Intellectual Property Strategies

GSM SI 814 (3 credits)

This course covers the ways in which companies use intellectual property to protect their investments in knowledge assets. Traditionally a concern for technology-intensive businesses, patents, copyrights, trademarks, and trade secrets have become important business tools throughout the knowledge-based economy. A good understanding of what IP assets are and how they work has become essential for managers in all types of organizations. This is not a law course, nor a how-to manual rather it is intended to develop your analytical understanding of fundamental economic and legal aspects of intellectual property systems, and how they drive competition and strategy.

Corporate Strategies for Growth

GSM SI 830 (3 credits)

This course will examine strategies for firm growth that involve expanding the range of the firm?s business activities.
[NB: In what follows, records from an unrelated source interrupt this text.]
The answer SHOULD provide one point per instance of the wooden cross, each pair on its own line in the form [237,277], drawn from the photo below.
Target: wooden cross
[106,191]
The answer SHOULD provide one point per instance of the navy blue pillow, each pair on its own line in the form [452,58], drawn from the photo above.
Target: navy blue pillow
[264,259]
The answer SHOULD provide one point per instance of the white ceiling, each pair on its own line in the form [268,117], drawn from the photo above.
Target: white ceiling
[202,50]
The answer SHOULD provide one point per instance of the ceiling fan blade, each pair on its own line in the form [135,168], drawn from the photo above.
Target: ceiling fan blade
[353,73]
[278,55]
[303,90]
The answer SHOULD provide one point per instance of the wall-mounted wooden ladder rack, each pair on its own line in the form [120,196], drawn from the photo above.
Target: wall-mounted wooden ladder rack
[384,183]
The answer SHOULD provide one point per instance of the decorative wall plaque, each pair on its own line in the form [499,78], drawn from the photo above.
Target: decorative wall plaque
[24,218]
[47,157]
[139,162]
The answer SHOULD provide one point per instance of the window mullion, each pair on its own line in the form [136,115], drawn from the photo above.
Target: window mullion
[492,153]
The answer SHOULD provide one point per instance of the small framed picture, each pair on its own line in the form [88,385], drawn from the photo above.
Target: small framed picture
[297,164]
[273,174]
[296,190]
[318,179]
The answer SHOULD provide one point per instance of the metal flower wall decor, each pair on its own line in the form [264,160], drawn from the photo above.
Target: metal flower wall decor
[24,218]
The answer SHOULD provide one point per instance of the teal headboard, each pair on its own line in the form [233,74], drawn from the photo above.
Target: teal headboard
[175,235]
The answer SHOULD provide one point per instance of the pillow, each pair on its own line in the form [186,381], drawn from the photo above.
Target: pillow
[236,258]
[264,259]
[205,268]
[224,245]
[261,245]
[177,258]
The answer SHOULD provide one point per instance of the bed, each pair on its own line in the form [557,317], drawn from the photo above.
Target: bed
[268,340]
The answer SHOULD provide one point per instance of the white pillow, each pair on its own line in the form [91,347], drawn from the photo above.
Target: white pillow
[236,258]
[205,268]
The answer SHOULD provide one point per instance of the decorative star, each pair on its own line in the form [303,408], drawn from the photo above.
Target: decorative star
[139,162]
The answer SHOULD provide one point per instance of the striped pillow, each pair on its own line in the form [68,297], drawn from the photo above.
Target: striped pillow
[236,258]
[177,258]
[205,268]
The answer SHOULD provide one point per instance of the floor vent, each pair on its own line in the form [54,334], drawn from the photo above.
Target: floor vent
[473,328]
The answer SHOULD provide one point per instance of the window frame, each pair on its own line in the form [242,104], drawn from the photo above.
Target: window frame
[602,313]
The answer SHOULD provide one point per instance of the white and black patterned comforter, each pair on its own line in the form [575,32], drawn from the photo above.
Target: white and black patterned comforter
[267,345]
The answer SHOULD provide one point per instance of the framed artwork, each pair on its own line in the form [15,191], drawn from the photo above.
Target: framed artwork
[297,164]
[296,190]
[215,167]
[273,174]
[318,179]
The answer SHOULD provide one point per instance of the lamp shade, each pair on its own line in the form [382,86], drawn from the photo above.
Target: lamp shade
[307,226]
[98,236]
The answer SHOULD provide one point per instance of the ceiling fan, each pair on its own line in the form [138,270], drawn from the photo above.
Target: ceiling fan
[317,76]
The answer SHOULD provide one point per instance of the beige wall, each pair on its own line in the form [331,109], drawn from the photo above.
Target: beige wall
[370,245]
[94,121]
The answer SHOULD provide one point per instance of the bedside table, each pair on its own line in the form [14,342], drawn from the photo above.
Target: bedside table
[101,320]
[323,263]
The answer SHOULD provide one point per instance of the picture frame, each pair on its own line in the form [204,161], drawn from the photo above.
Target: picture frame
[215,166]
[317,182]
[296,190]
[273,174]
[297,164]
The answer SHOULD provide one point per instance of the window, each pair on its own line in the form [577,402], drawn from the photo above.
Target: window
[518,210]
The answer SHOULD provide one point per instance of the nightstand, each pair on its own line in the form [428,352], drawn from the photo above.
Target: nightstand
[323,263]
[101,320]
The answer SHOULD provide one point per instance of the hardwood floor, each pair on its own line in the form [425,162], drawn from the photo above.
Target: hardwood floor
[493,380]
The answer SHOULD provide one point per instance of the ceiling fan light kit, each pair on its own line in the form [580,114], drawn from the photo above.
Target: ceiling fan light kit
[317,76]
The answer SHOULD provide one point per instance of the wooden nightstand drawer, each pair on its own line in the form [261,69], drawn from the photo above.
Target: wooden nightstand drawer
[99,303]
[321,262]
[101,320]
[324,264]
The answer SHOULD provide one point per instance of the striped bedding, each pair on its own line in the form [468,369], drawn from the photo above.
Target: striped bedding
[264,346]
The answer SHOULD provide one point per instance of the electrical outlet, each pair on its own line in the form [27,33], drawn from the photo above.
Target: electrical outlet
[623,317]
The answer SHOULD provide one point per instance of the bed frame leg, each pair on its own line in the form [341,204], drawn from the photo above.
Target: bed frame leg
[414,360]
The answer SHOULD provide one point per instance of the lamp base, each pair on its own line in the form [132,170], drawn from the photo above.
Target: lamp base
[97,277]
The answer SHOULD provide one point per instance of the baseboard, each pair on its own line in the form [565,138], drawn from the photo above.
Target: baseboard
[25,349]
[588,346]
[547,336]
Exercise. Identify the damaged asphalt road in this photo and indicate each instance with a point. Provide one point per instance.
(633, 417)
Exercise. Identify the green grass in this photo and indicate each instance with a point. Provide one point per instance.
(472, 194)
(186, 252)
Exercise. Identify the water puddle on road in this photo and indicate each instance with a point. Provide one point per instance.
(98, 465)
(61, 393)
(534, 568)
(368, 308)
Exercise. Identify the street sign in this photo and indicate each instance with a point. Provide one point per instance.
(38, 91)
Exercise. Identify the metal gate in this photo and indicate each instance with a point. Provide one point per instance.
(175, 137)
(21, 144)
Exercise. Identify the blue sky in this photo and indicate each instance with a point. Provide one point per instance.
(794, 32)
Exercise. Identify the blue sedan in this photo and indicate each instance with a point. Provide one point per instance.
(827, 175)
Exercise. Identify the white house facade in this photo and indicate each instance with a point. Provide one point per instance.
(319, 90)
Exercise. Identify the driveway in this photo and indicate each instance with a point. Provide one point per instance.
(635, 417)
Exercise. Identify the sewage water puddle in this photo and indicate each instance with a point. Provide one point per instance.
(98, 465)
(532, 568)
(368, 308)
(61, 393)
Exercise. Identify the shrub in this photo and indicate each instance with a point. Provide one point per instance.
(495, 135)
We will study strategic logics underlying vertical integration, franchising, related and unrelated diversification, alliances, corporate venturing and spinouts, and other such strategies. We will also study the management challenges associated with these strategies, including designing organizational structures and managerial incentives, managing acquisitions, structuring supplier relationships, and fostering organizational cultures.

Real Estate Management

GSM SI 835 (3 credits)

This is an introductory course that covers the basics of real estate investing and managing. Subject materials include mortgages, lenders, forms of ownership, tax laws effecting real property, financial analysis and valuation techniques.

Foundations of Environmental Sustainability

GSM SI 836 (3 credits)

The changing relationship between business and the natural environment offers both challenges and opportunities for firms. In this course we will discuss many facets of business, including financing, risk management, measurement, competitive positioning, innovation, and strategy in the context of increasing pressures for improved environmental sustainability. The course will be interactive and discussion-oriented, with a case discussion in most class sessions, supplemented by debates, simulation exercises, visitors, student presentations, discussions of recent news articles, and mini-lectures. The course is appropriate for all students interested in how demands for sustainability will continue to change the business environment.

Technology Commercialization and Entrepreneurship: Essential Tools for the New Entrepreneur

GSM SI 838 (3 credits)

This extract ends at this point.